Safii Mezhebi Nedir

Safii Mezhebi Nedir ? Safii Mezhebi Ne demek ?

1-)ŞÂFİÎ MEZHEBİ



İmam Şafii (ö. 204/819)'ye nispet edilen fıkıh ekolü. Şafii'nin künyesi,

Ebu Abdullah Muhammed b. İdris elKureşi el-Haşimi el-Muttalibi b. Abbas b. Osman b. Şafi' olup H. 150'de Gazze'de doğmuştur. Hz. Peygamber'in dördüncü batından dedesi Abdu Menaf'ın dokuzuncu göbekten torunudur. İmam Şafii'nin doğum yılı Ebu Hanife'nin (ö. 150/767) vefat yılına rastlar.

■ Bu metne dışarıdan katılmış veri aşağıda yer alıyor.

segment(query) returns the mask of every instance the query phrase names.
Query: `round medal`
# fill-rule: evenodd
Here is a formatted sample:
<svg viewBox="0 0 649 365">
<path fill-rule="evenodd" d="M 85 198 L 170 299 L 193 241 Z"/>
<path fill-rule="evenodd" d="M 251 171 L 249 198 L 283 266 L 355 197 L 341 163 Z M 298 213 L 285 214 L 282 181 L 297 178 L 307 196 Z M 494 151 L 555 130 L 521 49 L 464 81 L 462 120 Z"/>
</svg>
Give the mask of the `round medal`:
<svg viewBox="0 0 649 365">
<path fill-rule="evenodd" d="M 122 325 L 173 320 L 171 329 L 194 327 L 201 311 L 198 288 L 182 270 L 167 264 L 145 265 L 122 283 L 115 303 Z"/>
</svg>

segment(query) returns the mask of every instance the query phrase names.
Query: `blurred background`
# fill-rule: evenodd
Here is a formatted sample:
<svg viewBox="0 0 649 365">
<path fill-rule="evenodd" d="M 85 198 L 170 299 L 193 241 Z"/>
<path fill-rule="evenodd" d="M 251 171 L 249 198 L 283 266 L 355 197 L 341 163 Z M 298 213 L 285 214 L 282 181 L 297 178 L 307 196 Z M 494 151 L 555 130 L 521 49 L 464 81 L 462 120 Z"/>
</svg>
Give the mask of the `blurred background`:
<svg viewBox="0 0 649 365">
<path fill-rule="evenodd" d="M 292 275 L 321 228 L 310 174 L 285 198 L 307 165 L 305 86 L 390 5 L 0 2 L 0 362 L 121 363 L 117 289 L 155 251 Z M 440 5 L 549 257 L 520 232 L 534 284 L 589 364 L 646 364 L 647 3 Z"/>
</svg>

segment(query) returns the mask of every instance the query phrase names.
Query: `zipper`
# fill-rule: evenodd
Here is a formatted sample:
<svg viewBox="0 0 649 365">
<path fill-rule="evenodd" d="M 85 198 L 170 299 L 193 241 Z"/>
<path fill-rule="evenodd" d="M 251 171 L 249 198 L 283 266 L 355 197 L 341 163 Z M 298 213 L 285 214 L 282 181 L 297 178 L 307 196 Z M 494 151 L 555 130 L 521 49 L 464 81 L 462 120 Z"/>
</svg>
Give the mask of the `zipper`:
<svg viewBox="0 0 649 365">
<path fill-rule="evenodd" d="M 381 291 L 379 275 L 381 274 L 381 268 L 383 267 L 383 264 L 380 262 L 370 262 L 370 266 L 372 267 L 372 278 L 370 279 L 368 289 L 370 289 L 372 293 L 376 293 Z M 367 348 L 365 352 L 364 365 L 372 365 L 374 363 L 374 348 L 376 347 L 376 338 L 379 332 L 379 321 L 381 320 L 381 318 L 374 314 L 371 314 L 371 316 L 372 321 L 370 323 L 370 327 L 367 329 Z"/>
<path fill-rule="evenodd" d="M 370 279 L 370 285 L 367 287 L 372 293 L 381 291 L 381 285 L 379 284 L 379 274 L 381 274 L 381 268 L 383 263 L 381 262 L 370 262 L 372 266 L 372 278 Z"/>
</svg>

Babası İdris bir iş için Filistin'deki Gazze'ye gitmiş ve orada iken vefat etmişti. Doğumundan iki yıl sonra annesi onu alıp baba vatanı olan Mekke'ye getirdi. Küçük yaşta Kur'an-ı Kerim'i hıfzetti. Fasih Arapça konuşan Huzeyl kabilesi arasında şiir ve edeb öğrendi. Sonra Mekke müftisi Müslim b. Halid ez-Zena'den ders alarak, onun yanında fetva verecek duruma geldi. O zaman on beş yaşlarında idi. Bundan sonra Medine'ye gitti. Orada müctehid İmam Malik b. Enes (ö. 179/795) fıkıhta üstad idi. Malik, kendi eseri olan el-Muvatta'ı, İmam Şafii'nin ezbere okuduğunu görünce hayretini gizleyememişti. İmam Şafii, Süfyan b. Uyeyne, Fudayl b. Iyaz'dan, amcası Muhammed b. Şafi' ve başkalarından hadis rivayet etti.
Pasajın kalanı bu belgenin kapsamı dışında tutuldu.